Memories have multiple axes by which they are defined. Some are vague – like a feeling or a sense that you associate with a time in your life, a person or a place that is tangible but you can't quite describe it.
Some are crystal clear, like the first time you were conscious of your sexuality. Whether you fully understood it or not, it’s an awakening of your mind and body. Amongst my litany of memories is a subset of those types of awakening.
One, in particular, is what I would describe as a creative awakening. It happened to me at the age of 10, in 5th grade. I had a teacher who to this day remains one of the most influential people in my life. Her name is Barbara Fechter.
I can’t say for sure what it was that made her so special or so influential but at 20,000 feet: I just remember she made learning fun, and experiential and a level deeper. I had the sense that she saw me, that she was speaking to me personally and not at me. Her class felt like a mixture of birthday party and book club. It made me feel present and self-confident.
One of the many creative things she had us do was to pick an author that was featured in the elementary school book fair and to write our own book with a voice and style that mimicked the author we picked. I chose Shel Silverstein and the book was, as you might expect, Where the Sidewalk Ends.
It was a creative awakening for me on three fronts. First, the content of the book itself. I loved the lyrical bounce of the poems and the unusual mix soulfulness and irreverence. I would coin his style as Benevolent Mischief.
As an aside, through the lens of hindsight, that’s how I would define my core personality traits. Makes sense that he resonated with me.
The Second was Shel himself. There is a term in psychology called spoken emotionality (or maybe I made it up). To me, it’s more or less the vibe or energy you get from someone that goes beyond what they say or do. It's kind of like a subconscious read of their soul. You can get it from body language, from touch. Kind of entering a weird zone here, but it can also come from the smell and sometimes just from being near someone.
In part, because I saw myself in his writing - and in a more profound way, because his unspoken emotionality connected me to the world - he had deep insights and emotions that he delivered in little mischief-filled, delightful limericks. Shel Silverstein stirred a creative and emotional wake-up call in me that has informed the core of who I am to this day.
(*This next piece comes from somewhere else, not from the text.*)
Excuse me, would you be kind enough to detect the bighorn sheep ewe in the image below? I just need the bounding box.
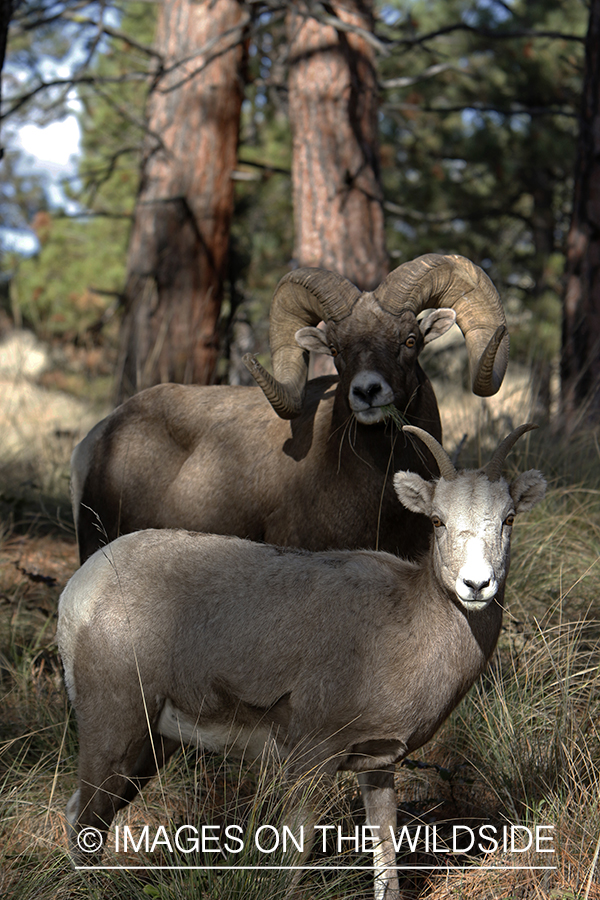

Lastly is the book I wrote, entitled Whacky Word. It was my attempt at riffing off Shel and trying to cop his feel. The big bang effect of writing this little book is indescribable. It was the first time I fully understood the buzz of personal expression through creativity. I'll share it with you one of these days, but it's enough to say for now that the feeling of making that book is was a buzz I have chased ever since.